A ideia também agrada a Mariana Filipe, sobretudo porque há pessoas que não dão “o devido valor” aos artistas de rua. “Para estar aqui a tocar à vontade tive todo um percurso. Tenho gastos com as cordas, toda a manutenção do instrumento. Música parece fácil. Tu chegas aqui e sai som. Mas não, há todo um percurso. Se calhar com esse sindicato, haveria mais respeito”. 

Além de tocar nas ruas, Mariana dá também aulas de violoncelo. Diz que vai havendo sempre trabalho.
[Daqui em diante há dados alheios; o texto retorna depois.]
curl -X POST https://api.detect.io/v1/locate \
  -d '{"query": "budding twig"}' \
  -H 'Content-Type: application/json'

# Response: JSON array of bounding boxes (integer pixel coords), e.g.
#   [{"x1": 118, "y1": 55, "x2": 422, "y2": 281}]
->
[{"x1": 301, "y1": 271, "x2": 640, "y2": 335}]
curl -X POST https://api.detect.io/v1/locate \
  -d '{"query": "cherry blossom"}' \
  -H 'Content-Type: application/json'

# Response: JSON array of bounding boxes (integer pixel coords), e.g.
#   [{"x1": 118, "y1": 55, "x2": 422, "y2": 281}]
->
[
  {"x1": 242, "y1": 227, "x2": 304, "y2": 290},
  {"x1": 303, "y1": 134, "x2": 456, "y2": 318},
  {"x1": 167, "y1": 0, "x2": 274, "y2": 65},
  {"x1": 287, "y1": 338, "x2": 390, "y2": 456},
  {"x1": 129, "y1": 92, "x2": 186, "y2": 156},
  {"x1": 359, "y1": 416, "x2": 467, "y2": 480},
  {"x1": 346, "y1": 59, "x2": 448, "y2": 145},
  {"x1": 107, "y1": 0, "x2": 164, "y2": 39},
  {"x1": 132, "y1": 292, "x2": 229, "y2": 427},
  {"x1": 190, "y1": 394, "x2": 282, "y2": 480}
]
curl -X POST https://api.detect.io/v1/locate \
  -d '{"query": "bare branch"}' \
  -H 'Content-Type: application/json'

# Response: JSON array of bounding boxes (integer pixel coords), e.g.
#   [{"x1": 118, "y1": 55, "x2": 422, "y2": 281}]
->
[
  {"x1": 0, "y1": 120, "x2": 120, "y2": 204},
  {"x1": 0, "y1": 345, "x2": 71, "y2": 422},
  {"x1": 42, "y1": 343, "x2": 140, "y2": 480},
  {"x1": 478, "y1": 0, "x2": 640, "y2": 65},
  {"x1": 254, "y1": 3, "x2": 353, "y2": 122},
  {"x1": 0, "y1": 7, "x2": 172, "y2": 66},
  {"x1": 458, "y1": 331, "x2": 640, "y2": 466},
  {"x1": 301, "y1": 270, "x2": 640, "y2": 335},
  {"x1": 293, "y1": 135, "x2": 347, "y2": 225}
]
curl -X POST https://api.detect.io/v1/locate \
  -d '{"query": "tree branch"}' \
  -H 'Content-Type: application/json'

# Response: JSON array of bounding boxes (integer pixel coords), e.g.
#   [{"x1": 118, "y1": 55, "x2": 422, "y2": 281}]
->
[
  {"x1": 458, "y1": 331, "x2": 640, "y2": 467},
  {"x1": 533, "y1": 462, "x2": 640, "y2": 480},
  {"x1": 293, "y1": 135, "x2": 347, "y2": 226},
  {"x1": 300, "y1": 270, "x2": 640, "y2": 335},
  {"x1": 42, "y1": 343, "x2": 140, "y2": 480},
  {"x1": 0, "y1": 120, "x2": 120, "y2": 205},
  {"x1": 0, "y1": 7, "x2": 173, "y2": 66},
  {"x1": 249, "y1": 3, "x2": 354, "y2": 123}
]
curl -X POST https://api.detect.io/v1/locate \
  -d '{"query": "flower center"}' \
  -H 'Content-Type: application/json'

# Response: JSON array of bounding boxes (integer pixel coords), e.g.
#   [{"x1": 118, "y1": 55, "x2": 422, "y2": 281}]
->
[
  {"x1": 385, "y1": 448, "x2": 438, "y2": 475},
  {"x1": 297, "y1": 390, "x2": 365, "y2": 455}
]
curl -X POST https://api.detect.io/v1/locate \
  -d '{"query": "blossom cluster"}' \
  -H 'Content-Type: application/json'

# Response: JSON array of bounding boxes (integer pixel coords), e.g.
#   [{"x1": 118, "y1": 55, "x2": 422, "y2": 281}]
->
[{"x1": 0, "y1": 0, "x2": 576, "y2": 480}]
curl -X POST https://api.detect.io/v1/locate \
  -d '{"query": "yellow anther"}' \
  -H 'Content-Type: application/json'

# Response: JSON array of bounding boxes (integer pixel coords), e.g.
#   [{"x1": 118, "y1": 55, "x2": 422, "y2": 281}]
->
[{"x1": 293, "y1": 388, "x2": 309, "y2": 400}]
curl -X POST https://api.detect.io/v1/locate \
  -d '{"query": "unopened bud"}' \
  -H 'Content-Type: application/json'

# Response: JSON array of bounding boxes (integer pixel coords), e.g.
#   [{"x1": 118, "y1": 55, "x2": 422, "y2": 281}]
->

Tem em casa um estúdio com o namorado e estão a tentar gravar algumas músicas. Mas também gosta de estar na rua porque se vai testando — a si própria e à sua música. “Eu não quero ser solista. Quero, apesar de tudo, criar e ser feliz com a minha música”, diz. 

Para eles, as artes de rua também têm o seu papel. Mariana Filipe vê nas ruas de Lisboa a oportunidade de divulgar um instrumento não tão conhecido como o violoncelo, “mais ligado à música erudita”.

Já Daniel acredita que nem toda a gente tem, por exemplo, a hipótese de ir ao teatro e a rua é um palco aberto a todos: “Se enquanto estiver a actuar esqueceres um bocadinho a tua vida e conseguires entrar dentro da minha magia, acho que, em 40 minutos, te mostrei a possibilidade de uma vida diferente”.